Grouping Sets, Rollup, and Cube
Master advanced SQL grouping capabilities in TacNode with GROUPING SETS, ROLLUP, and CUBE for multi-dimensional data analysis and reporting.
Grouping Sets, Rollup, and Cube
In data analysis and OLAP (Online Analytical Processing) scenarios, we frequently need to perform multi-dimensional, hierarchical grouping and aggregation calculations. TacNode provides powerful GROUP BY extensions: GROUPING SETS, ROLLUP, and CUBE, which efficiently generate subtotals, grand totals, and multi-dimensional cross-tabulated reports, greatly simplifying the creation of complex aggregation queries.
Prerequisites and Basic Concepts
Before diving into these three features, ensure you understand basic GROUP BY and aggregate functions (such as SUM(), COUNT(), AVG()).

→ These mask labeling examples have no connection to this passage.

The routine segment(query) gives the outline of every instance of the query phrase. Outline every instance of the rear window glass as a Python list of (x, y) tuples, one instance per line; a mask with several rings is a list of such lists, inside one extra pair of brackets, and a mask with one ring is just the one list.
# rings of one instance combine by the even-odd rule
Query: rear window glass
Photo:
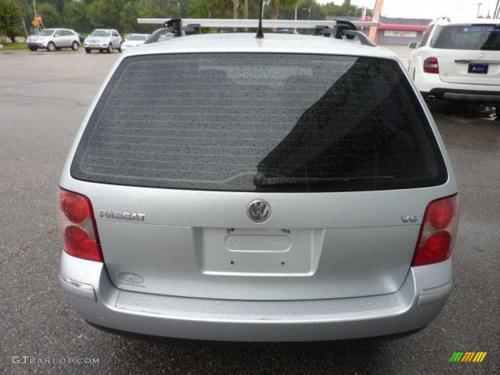
[(500, 26), (440, 26), (434, 34), (430, 46), (448, 50), (500, 50)]
[(84, 132), (72, 176), (244, 192), (427, 186), (447, 174), (392, 60), (273, 54), (126, 58)]

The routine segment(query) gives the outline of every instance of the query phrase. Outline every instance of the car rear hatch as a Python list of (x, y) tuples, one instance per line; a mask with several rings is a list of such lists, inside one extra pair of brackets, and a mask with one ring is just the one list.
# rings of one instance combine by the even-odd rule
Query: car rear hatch
[(438, 26), (430, 44), (438, 48), (444, 82), (500, 85), (500, 26), (495, 24)]
[(440, 194), (432, 186), (448, 179), (392, 60), (131, 56), (102, 96), (71, 174), (88, 182), (80, 192), (122, 289), (240, 300), (394, 292)]

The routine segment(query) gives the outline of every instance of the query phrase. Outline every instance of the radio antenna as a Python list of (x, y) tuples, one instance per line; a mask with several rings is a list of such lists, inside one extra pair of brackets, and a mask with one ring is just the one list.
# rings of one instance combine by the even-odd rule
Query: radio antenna
[(257, 34), (255, 36), (257, 39), (264, 38), (264, 34), (262, 32), (262, 12), (264, 8), (264, 1), (260, 0), (260, 9), (258, 12), (258, 28), (257, 29)]

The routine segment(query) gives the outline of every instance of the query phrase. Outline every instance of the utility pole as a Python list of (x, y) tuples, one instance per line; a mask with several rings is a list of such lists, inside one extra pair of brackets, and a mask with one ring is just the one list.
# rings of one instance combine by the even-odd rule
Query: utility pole
[[(375, 3), (375, 8), (374, 8), (374, 14), (372, 16), (372, 20), (373, 22), (378, 22), (380, 20), (380, 13), (382, 12), (382, 6), (384, 6), (384, 0), (376, 0)], [(368, 33), (368, 37), (376, 42), (377, 34), (378, 30), (378, 26), (372, 26), (370, 28), (370, 32)]]

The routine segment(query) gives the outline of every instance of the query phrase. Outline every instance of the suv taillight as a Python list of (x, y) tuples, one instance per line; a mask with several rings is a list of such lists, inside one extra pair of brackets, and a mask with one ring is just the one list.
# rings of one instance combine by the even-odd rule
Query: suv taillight
[(70, 255), (102, 262), (92, 205), (84, 196), (59, 188), (59, 233)]
[(438, 263), (450, 258), (456, 234), (458, 210), (456, 194), (428, 204), (412, 266)]
[(426, 73), (438, 73), (439, 65), (436, 58), (428, 58), (424, 60), (424, 71)]

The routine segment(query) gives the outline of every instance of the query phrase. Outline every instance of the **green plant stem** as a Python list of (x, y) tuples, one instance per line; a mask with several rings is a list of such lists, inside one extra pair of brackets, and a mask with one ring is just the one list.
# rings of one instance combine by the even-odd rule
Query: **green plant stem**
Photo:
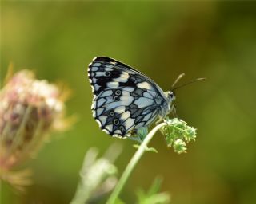
[(147, 144), (150, 143), (151, 139), (153, 138), (154, 135), (156, 133), (156, 131), (162, 126), (166, 125), (166, 123), (162, 123), (160, 124), (158, 124), (156, 127), (154, 127), (150, 132), (146, 136), (143, 142), (141, 143), (140, 147), (135, 152), (133, 158), (130, 159), (130, 163), (126, 166), (126, 168), (125, 169), (124, 172), (122, 173), (119, 181), (118, 182), (115, 188), (114, 189), (112, 194), (110, 194), (110, 197), (109, 198), (108, 201), (106, 202), (106, 204), (114, 204), (116, 199), (118, 198), (122, 187), (124, 186), (126, 182), (127, 181), (129, 176), (130, 175), (132, 171), (135, 167), (136, 164), (138, 163), (138, 160), (141, 159), (144, 152), (146, 151), (146, 149), (147, 148)]

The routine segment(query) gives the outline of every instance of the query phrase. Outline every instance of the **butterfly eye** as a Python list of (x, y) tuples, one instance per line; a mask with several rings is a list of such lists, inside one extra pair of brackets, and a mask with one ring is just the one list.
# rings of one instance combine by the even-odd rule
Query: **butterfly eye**
[(111, 74), (110, 72), (106, 72), (106, 73), (105, 73), (105, 76), (110, 76), (110, 74)]
[(114, 92), (114, 94), (117, 95), (117, 96), (120, 96), (121, 93), (122, 93), (121, 90), (116, 90), (116, 91)]
[(118, 119), (114, 119), (114, 124), (118, 125), (119, 124), (119, 120)]
[(118, 101), (119, 97), (118, 96), (114, 96), (114, 101)]

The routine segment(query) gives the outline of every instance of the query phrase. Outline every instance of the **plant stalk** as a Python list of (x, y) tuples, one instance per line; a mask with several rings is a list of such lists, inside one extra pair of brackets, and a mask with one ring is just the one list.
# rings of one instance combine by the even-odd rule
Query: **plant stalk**
[(138, 160), (141, 159), (146, 149), (147, 148), (147, 145), (153, 138), (154, 135), (156, 131), (162, 126), (166, 125), (166, 123), (161, 123), (155, 126), (150, 133), (145, 137), (143, 142), (139, 146), (138, 149), (135, 152), (134, 155), (130, 159), (130, 163), (126, 166), (124, 172), (122, 173), (119, 181), (118, 182), (115, 188), (114, 189), (112, 194), (110, 194), (106, 204), (114, 204), (115, 201), (117, 200), (122, 189), (123, 188), (126, 182), (127, 181), (129, 176), (130, 175), (131, 172), (133, 171), (134, 168), (135, 167), (136, 164), (138, 163)]

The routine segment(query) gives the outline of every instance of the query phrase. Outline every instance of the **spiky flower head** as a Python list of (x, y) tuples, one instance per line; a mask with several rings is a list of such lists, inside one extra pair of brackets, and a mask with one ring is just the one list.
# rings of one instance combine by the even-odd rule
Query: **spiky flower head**
[(34, 155), (51, 130), (65, 128), (62, 92), (22, 70), (0, 91), (0, 170), (3, 173)]

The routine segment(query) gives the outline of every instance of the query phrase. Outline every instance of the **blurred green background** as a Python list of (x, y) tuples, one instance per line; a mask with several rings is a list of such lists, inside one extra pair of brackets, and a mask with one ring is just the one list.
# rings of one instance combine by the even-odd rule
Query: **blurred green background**
[[(115, 142), (124, 151), (119, 175), (135, 151), (128, 139), (100, 131), (90, 111), (86, 66), (108, 56), (143, 72), (163, 90), (206, 77), (177, 91), (179, 118), (198, 128), (188, 153), (178, 155), (158, 133), (121, 194), (134, 203), (134, 190), (162, 175), (172, 203), (255, 203), (255, 2), (1, 2), (1, 69), (30, 69), (38, 78), (61, 80), (73, 89), (68, 115), (78, 122), (52, 135), (36, 159), (34, 184), (17, 194), (7, 184), (1, 203), (68, 203), (90, 147), (103, 153)], [(180, 82), (182, 83), (182, 82)]]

Example Table sales: For the following explanations, we’ll assume we have a sales record table called sales.
CREATE TABLE sales (
region VARCHAR(50),
country VARCHAR(50),
product_category VARCHAR(50),
sales_amount NUMERIC
);
-- Sample data
INSERT INTO sales VALUES
('Asia', 'China', 'Electronics', 10000),
('Asia', 'China', 'Clothing', 5000),
('Asia', 'Japan', 'Electronics', 8000),
('Asia', 'Japan', 'Clothing', 3000),
('Europe', 'UK', 'Electronics', 7000),
('Europe', 'UK', 'Clothing', 2000),
('Europe', 'Germany', 'Electronics', 9000),
('Europe', 'Germany', 'Clothing', 4000);
GROUPING SETS: Custom Grouping Collections
GROUPING SETS is the most fundamental and flexible primitive. It allows you to specify multiple grouping combinations that you want to calculate simultaneously. ROLLUP and CUBE are essentially syntactic sugar for specific GROUPING SETS patterns.
Syntax:
SELECT
column1,
column2,
aggregate_function(column3)
FROM
table_name
GROUP BY
GROUPING SETS (
(column1, column2),
(column1),
(column2),
() -- Empty parentheses represent grand total
);
Functionality: For each grouping set listed in the GROUPING SETS clause, a separate GROUP BY operation is performed, and all results are combined (UNION ALL) together.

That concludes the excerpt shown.